01 julho 2004

FAMA

Ouvi na propaganda do Fama a seguinte frase, dita por uma participante:
“Essa música é maravilhosa. Com certeza eu poderei, não só cantá-la, mas dar um verdadeiro show!”

É bom que eles já vêm com a modéstia embutida. Hoho.

***



Padre não julga


Minha Vó Manoela punha um vestido azul-marinho com bolinhas (na verdade, eram bolotas) brancas, com o cintinho combinando (que ela mesma devia ter feito), e me levava à missa. Eu tinha um jeito estranho que se dividia em achar graça daquilo, mas, ao mesmo tempo, sentir uma paz enorme quando entrava na igreja de mãozinha com ela.

Um dia eu disse a ela que queria me confessar, mas estava com medo. Medo de quê? – perguntou.

Estava com medo do tamanho da penitência, pronto, falei.

Vó Manoela deu risada e me garantiu que, na minha idade, ninguém cometia pecado que pudesse resultar em penitência gigante. Mas eu relutei mais alguns quarteirões; ela ia me arrastando pela mão, eu ia travando o passo e a conversa, já achei que tinha falado mais que a boca, queria esquecer esse papo de confissão, mas não achava outro assunto, e a vó insistia, que era bobagem ter medo do padre etc.

Quando ela perguntou, enfim, qual era o meu pecado horrendo, resolvi contar:

- Tenho medo de estar com a Doença de Chagas!

Eu tinha estudado, nas aulas de biologia, sobre a tal doença - provocada por um protozoário cujo nome científico agora uma busca na internet me ajuda a lembrar: Trypanosoma Cruzi! Esse bicho é transmitido por um inseto conhecido como “barbeiro”, que tem o design assemelhado ao de uma barata, só que mais mirradinho.

Bastaram algumas ilustrações nos livros didáticos, e eu achar uma barata qualquer em casa (ou mesmo uma formiga meio crescida): daí a imaginar que eu estava com a Doença de Chagas, foi um pulo. E, daí a me sentir culpada, foi um abraço.
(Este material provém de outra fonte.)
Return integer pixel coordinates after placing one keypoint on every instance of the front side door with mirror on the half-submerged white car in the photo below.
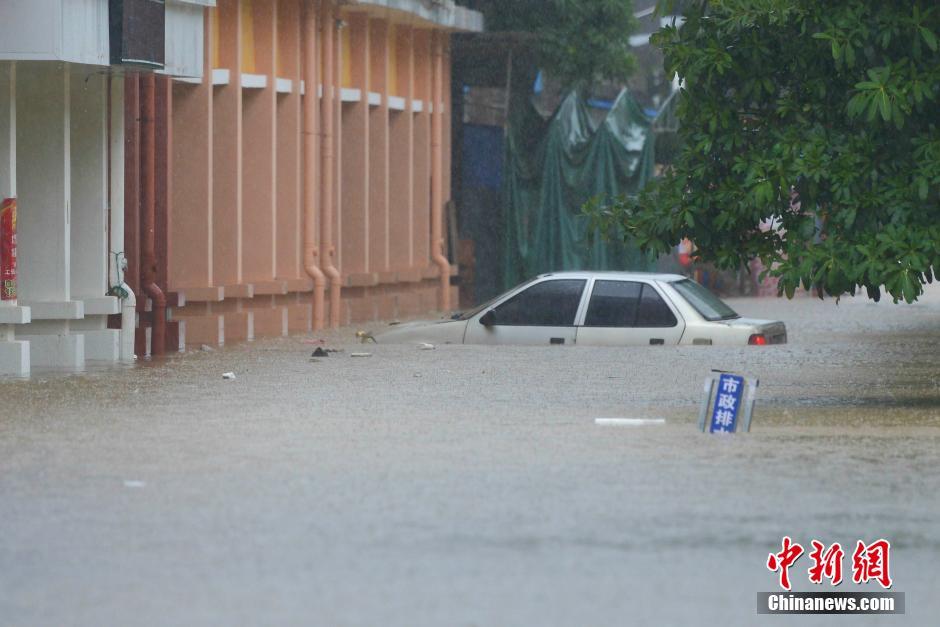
(542, 314)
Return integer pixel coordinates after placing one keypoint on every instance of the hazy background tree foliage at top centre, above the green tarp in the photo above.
(578, 42)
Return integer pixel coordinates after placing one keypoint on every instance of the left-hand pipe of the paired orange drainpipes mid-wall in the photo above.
(311, 250)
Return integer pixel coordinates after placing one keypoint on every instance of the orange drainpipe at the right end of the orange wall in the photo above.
(437, 174)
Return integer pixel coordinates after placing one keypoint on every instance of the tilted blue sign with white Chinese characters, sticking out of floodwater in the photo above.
(731, 399)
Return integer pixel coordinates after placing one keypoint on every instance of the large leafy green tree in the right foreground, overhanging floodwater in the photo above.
(821, 115)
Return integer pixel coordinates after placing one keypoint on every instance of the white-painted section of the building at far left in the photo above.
(61, 144)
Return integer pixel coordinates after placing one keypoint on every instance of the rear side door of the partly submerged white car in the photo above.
(629, 313)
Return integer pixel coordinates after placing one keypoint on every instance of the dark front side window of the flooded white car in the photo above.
(551, 303)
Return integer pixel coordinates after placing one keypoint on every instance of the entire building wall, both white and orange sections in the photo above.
(232, 190)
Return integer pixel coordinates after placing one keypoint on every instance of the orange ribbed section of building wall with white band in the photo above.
(237, 218)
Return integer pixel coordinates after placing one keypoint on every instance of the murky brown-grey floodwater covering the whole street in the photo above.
(469, 485)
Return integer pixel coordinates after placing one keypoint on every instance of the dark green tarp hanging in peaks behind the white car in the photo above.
(552, 168)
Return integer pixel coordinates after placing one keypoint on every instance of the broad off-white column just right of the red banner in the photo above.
(43, 94)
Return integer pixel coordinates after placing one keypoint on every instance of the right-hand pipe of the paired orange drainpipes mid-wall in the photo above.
(327, 206)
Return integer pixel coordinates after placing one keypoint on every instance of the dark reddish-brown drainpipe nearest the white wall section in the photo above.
(148, 255)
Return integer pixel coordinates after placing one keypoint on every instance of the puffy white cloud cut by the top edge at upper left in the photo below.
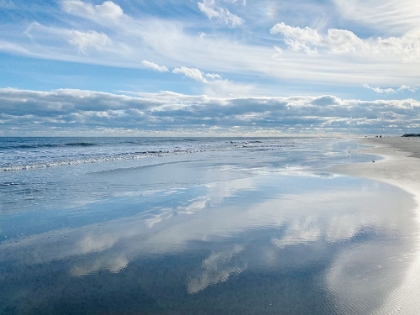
(105, 11)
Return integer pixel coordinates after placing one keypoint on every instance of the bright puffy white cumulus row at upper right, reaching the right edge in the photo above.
(338, 41)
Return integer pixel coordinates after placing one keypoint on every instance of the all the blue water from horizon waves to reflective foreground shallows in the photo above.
(196, 226)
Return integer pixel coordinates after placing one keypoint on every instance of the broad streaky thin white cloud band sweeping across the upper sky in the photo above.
(134, 40)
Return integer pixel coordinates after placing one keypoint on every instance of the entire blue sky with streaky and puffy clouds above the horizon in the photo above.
(209, 67)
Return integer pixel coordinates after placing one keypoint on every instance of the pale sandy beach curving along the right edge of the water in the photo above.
(400, 167)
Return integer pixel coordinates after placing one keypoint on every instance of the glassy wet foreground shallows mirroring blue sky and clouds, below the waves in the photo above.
(268, 243)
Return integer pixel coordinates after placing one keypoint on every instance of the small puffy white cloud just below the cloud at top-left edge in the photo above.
(91, 39)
- Como assim? Por que é que você pensa que é pecado ter medo de estar doente?

Essa resposta foi fácil. A Vó tinha me ensinado que Deus queria que a gente confiasse nele, sempre, até de olhos fechados. Dizia ela que, em tempos difíceis, não deveríamos enfraquecer; apenas rezar e confiar, que o mal iria embora. E que deveríamos temer somente a Deus.

Pronto. Se Deus achava certo que só temêssemos a Ele, seria, no mínimo, um desaforo ter medo de uma baratinha raquítica cujo cocô (literalmente) pudesse me deixar doente!

O padre certamente iria me excomungar. Eu, uma fedelha desclassificada que, em vez de ajoelhar e rezar por saúde, temia a doença possivelmente trazida por um bicho que eu achava que talvez lembrasse um pouco aquele das ilustrações dos livros.

Mas, não, ela me tranqüilizou: o padre não ia achar ruim “Até porque padre não julga.” Falou assim, rapidinho: padnãojulga.

Agora essa: padnãojulga. E eu tinha elaborado um discurso todo meticuloso, ia começar transferindo um pouco da culpa para a professora de biologia... mas, padnãojulga. Droga, ia ser sensacional. Mas, padnãojulga.

Então nem teve graça, eu fui lá e resumi – negócio é o seguinte, estou com medo de uma barata que pode ser barbeiro e pode ter me passado a Doença de Chagas. Quantas Ave-Marias dá isso?

E o padnãojulga me receitou, sei lá, meia-dúzia.